Jeremy Siek: The Work Horse of PL Theory: Structural Induction

The main idea in the Crash Course post was that we can define infinite sets and relations by giving a list of rules (some of which are recursive), that is, by giving an inductive definition. Such inductive definitions are used everywhere. In the crash course we used them to define the syntax of the language, the operational semantics, and the type system.

Once you define a programming language, the next step is to implement an interpreter or compiler and write lots of programs. The point of this, from the design point of view, is to make sure that your definition actually matches your intuitions about how your language should behave. Once you're reasonably happy with the definition of the language, you might want to gain further confidence in the design by proving that the language has the properties that you think it should. For example, you might want reduction to be deterministic, so you would try prove that for each program there is one unique reduction sequence. Another property that you might want is type safety, which means that values aren't misused but also includes things like memory safety (no segmentation faults, buffer overruns, etc.).

It may seem rather daunting to consider proving something about all possible programs. After all, there's an infinite number of them! Fortunately, if we use inductive definitions to specify our languages, then there's a proof technique called structural induction that we can use to prove things about them.

A Simple Example

Let's begin with an example of using structural induction on the relation $R$ that we defined in the Crash Course. Recall that this relation was defined by the following two rules.

$(0,1) \in R$ .
For any natural numbers $n$ and $m$ , if $(n,m) \in R$ , then $(n+1,m+1) \in R$ .

Also recall that we had informally described this relation as mapping each natural number to its successor. The following is the formal version of that statement. $\forall x\, y.\, (x,y) \in R \to y = x + 1$ Now how would we go about proving this statement mathematically?

A proof by structural induction creates a recipe for proving the property of interest for any element of the set. The recipe includes a case for each rule in the inductive definition of the set.

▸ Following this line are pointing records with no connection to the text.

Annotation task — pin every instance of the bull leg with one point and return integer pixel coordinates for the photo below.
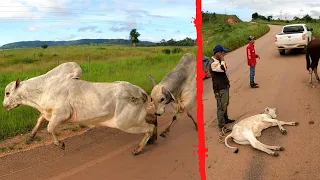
(316, 74)
(152, 119)
(146, 128)
(36, 127)
(258, 145)
(194, 122)
(175, 118)
(276, 148)
(310, 77)
(53, 123)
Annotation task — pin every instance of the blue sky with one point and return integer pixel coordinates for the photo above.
(245, 8)
(25, 20)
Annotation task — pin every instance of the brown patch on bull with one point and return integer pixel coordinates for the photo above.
(48, 113)
(181, 107)
(152, 119)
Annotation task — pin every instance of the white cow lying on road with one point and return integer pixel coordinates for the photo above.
(246, 131)
(60, 96)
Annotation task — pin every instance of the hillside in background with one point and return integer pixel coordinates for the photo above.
(31, 44)
(227, 30)
(28, 44)
(308, 20)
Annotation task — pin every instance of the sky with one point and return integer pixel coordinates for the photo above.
(52, 20)
(245, 8)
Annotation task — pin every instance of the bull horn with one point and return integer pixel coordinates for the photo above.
(152, 80)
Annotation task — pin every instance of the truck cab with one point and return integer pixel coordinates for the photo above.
(294, 36)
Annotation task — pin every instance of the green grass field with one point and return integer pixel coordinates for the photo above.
(231, 36)
(315, 26)
(107, 64)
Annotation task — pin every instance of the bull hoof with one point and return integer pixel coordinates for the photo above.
(135, 152)
(29, 139)
(284, 132)
(62, 145)
(150, 142)
(164, 134)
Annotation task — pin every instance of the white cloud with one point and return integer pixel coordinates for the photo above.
(33, 28)
(67, 38)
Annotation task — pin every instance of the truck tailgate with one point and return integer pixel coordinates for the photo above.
(287, 39)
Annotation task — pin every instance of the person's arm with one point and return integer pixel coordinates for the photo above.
(249, 57)
(217, 67)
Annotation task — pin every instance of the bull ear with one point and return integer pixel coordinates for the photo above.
(152, 80)
(168, 94)
(18, 82)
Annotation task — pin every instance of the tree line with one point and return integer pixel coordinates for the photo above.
(307, 18)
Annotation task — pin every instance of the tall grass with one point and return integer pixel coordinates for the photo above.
(106, 64)
(231, 36)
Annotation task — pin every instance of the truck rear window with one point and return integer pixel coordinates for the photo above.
(293, 29)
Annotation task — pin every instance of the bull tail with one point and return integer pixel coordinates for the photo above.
(225, 142)
(308, 61)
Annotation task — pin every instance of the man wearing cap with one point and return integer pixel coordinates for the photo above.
(251, 57)
(221, 85)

Because every element in the set is the root of a tree of rule applications (a derivation), the recipe can be applied to each node in the tree, starting at the leaves, to eventually build a proof for the element at the root.

But it's easy to get lost in generalities, so let's get back to our example and build a recipe for generating a proof that $y = x + 1$ for any pair $(x,y) \in R$ .

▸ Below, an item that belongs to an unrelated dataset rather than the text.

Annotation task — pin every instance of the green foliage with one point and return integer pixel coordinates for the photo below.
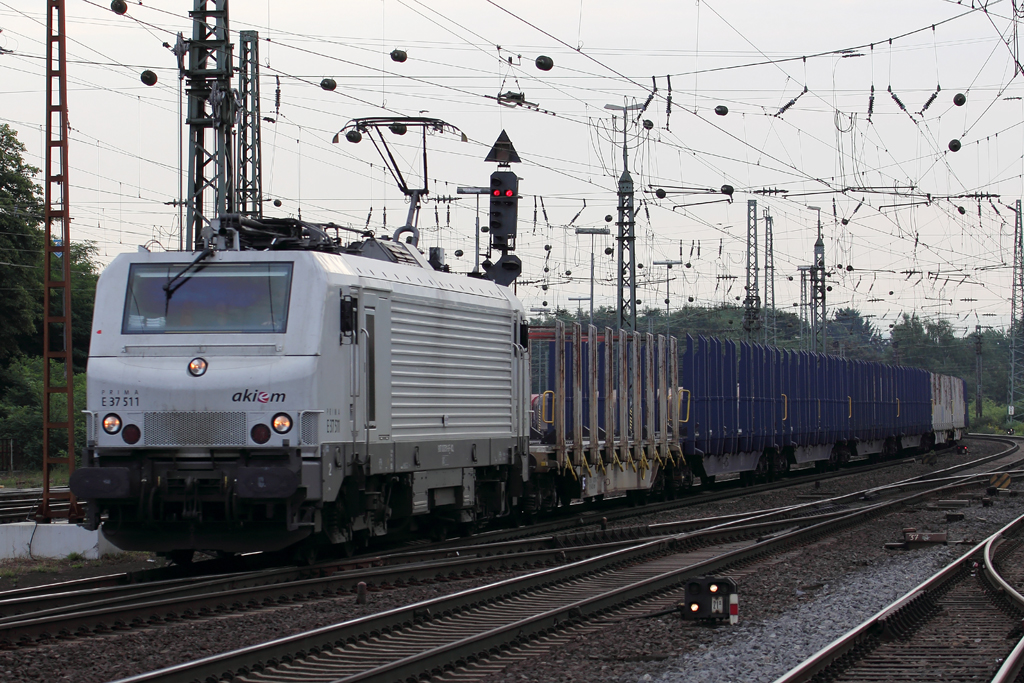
(22, 409)
(20, 247)
(22, 240)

We need to give a proof that $y = x + 1$ for the case where $x=0,y=1$ , so by simple arithmetic we have $1 = 0 + 1$ .
The second rule in the definition of $R$ is more interesting. We're going to give a recipe for creating a proof of $y = x + 1$ for the element in the conclusion of this rule, $(n+1,m+1) \in R$ , out of the proof of $y = x + 1$ for the premise of this rule, $(n,m) \in R$ . That is, we need to take a proof of $m=n+1$ and create a proof of $m+1=(n+1)+1$ . Of course, that's really easy: we just add one to both sides!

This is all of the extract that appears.